Derek Foster, a former Labour chief whip, said: "Just saying everybody is going to be middle-class and that politics is going to move to them and forget the rest - which is the impression that is given - is a prostitution of the vision which created Labour out of the trade union movement."

Mr Foster, the MP for Bishop Auckland, launched a strong attack on Mr Blair in an interview with the Sunday Sun newspaper in Newcastle. "Tony is not satisfied with the Labour Party. He doesn't like the Labour Party. He doesn't like Labour MPs. He wants a coalition with the Liberals. He wants to forget us," said Mr Foster.

"And, although he talks devolution, he is a centralist, a control freak," Mr Foster added.

He claimed Labour had "lost its grasp of the common thread" adding: "This New Labour Government is not fit to polish the boots of the post-war Labour government."

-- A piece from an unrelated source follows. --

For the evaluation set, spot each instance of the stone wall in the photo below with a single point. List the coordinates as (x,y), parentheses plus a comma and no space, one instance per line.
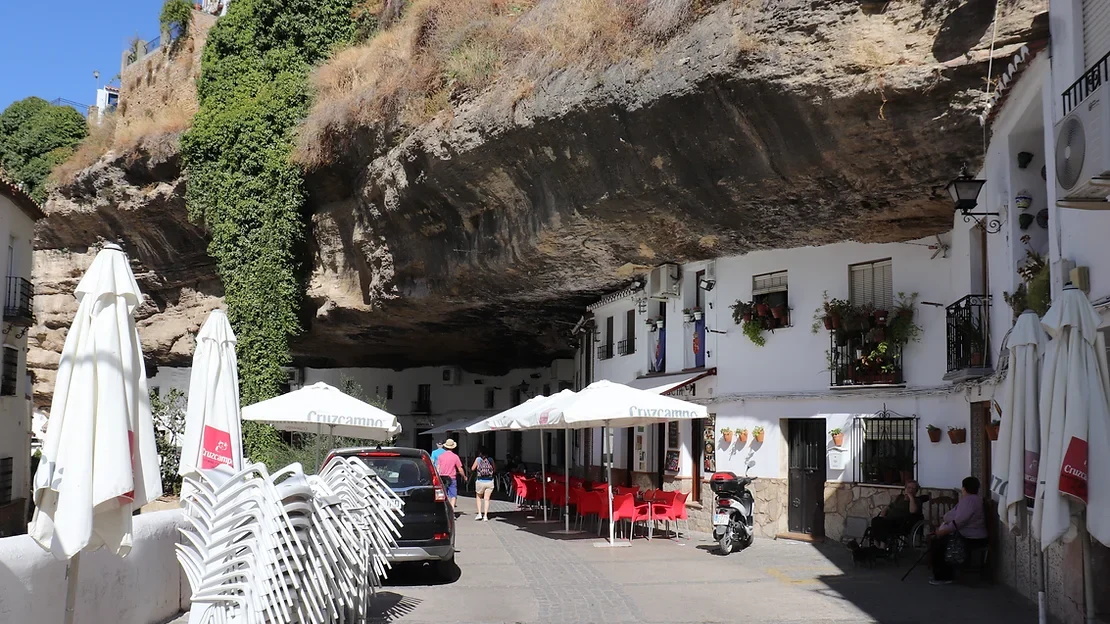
(161,87)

In a speech last week, Mr Blair said Britain's old establishment was being replaced by "a new, larger, more meritocratic middle-class", including millions who traditionally might see themselves as working- class.

Mr Foster was supported by Dennis Skinner, the Labour MP for Bolsover, and a former miner, who proclaimed his working-class credentials. He warned Mr Blair: "Don't try and give people the impression that we are on the our way to some kind of middle-class Utopia in which everyone is equal."

Although Labour had performed well in middle-class suburbia at the 1997 general election it also needed its traditional supporters, he added.

"All I'm saying to Tony is: don't neglect that working class. Don't make remarks that suggest they are not important or indicate that they're not going to exist." The criticisms came amid a row over a fall in Labour Party membership. Blairites said "Old Labour" members were quitting the party, but left-wingers insistedthat "New Labour" supporters, attracted by Mr Blair, had already walked away.

Today, Labour's National Executive will be told that party membership dropped from 405,238 to 391,771 in the 12 months to December. It is a smaller fall than previously reported but it is still a setback to Mr Blair's hopes of recruiting 500,000 members. Labour attracted 40,859 new recruits in the past year, down from 54,914 in the previous 12 months, but the retention rate rose to 87 per cent. Some 60 per cent of Labour members are men and 40 per cent are women.

After paying off a pounds 4.5m deficit from the last general election, Labour will now launch a recruitment drive. Officials say the biggest cause of losing members is through people moving house, so they will redouble their efforts to persuade them to pay their subscriptions by direct debit.

Meanwhile, Labour has rejected claims of "cronyism" in the selection of candidates for the May elections to the Scottish Parliament. Mr Blair's critics claimed that the party's selection board had given leading New Labour figures top placings on the regional lists, which will provide the members chosen through proportional representation.

t Jack Cunningham, the Minister for the Cabinet Office, is facing a Parliamentary inquiry into claims that he took trips on Concorde and stayed at five-star hotels at the taxpayers' expense.

Many of the trips detailed in a Sunday newspaper took place before Mr Cunningham moved to his present job from the Ministry of Agriculture, Fisheries and Food last July.

The complaint is being lodged by Tim Yeo, the Conservative agriculture spokesman.

Jack Straw, the Home Secretary, said he would not comment on the veracity of such reports but any complaint would be investigated.